Había caído la noche; las ramas peladas de los árboles ennegrecidos se recortaban contra el claro de luna. En la penumbra, los perros se movían de un lado a otro, como sombras oscuras en la noche. Las patas pisaban silenciosamente entre hollín y serrín. Los músculos se tensaban bajo sus relucientes pelajes. Los ojos centelleaban. Las mandíbulas abiertas mostraban dientes afilados y lenguas colgando.
El líder olfateaba a lo largo de la valla, buscando un lugar concreto situado en el extremo opuesto de donde el hombre pasaba las noches. Tres días atrás, el perro había descubierto un estrecho agujero que llevaba al otro lado de la verja. Al instante supo que aquélla sería la ruta hacia la libertad.
—Agujero. ¿Dónde agujero?
Entonces encontró el sitio en que la tierra del recinto se hundía formando un hueco. Arañó el suelo con una de sus grandes zarpas y luego levantó la cabeza para ladrar a sus seguidores:
—Aquí. Agujero, agujero. Aquí.
Notaba la ansiedad de sus compañeros, una ansiedad tan afilada como las espinas y tan acre como la carroña. Todos se acercaron entonces deprisa a su líder, respondiendo a su ladrido:
—Agujero. Agujero.
—Más grande, agujero más grande —prometió el líder—. Pronto huir.
Empezó a arañar de nuevo el suelo con toda la fuerza de su musculoso cuerpo. La tierra volaba por los aires a medida que el agujero debajo de la valla metálica se volvía más ancho y profundo.

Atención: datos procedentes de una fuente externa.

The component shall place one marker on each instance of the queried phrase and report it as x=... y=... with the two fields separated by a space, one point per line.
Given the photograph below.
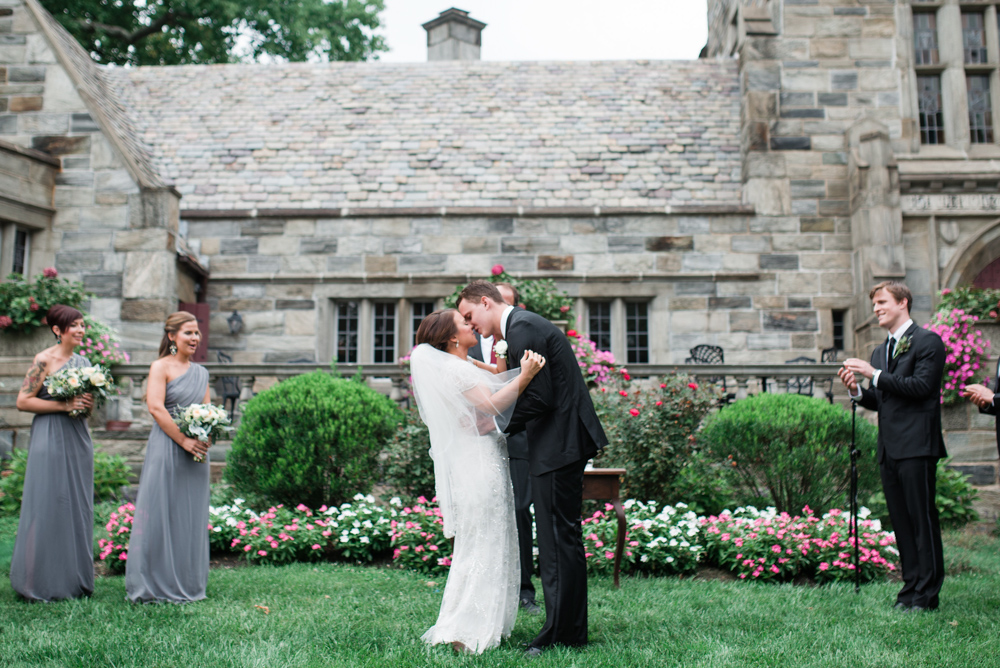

Los demás perros daban vueltas alrededor, olisqueando el aire nocturno que arrastraba los aromas del bosque. Babeaban ante la idea de hincar los colmillos en presas vivas.
El líder se detuvo e irguió las orejas, por si el hombre iba a ver qué hacían. Pero no había peligro: su olor llegaba de muy lejos.
El perro pegó la barriga al suelo y se retorció a través del agujero. La valla le arañó el lomo. Hizo fuerza con las patas traseras, impulsándose, hasta que logró salir al bosque, fuera del recinto.
—Libres ya —ladró—. ¡Vamos! ¡Vamos!
El agujero se hacía más grande con cada perro que se abría paso para llegar junto a su líder, entre los árboles quemados. Se paseaban arriba y abajo, metiendo el hocico en los huecos que formaban las raíces de los árboles, escudriñando la oscuridad con ojos que brillaban con un fuego frío.
Cuando el último perro se arrastró por debajo de la valla, el líder de la manada levantó la cabeza y soltó un ladrido triunfal.
—Correr. Manada libre. ¡Correr ya!
Y se volvió hacia los árboles para alejarse dando saltos; sus potentes músculos se movían con un ritmo fluido. La manada fue tras él; sus oscuras formas destellaban a través de la noche forestal. «Manada, manada —pensaban—. Correr, manada».
El bosque entero era de ellos, y en sus pensamientos había un único instinto: «Matar, matar».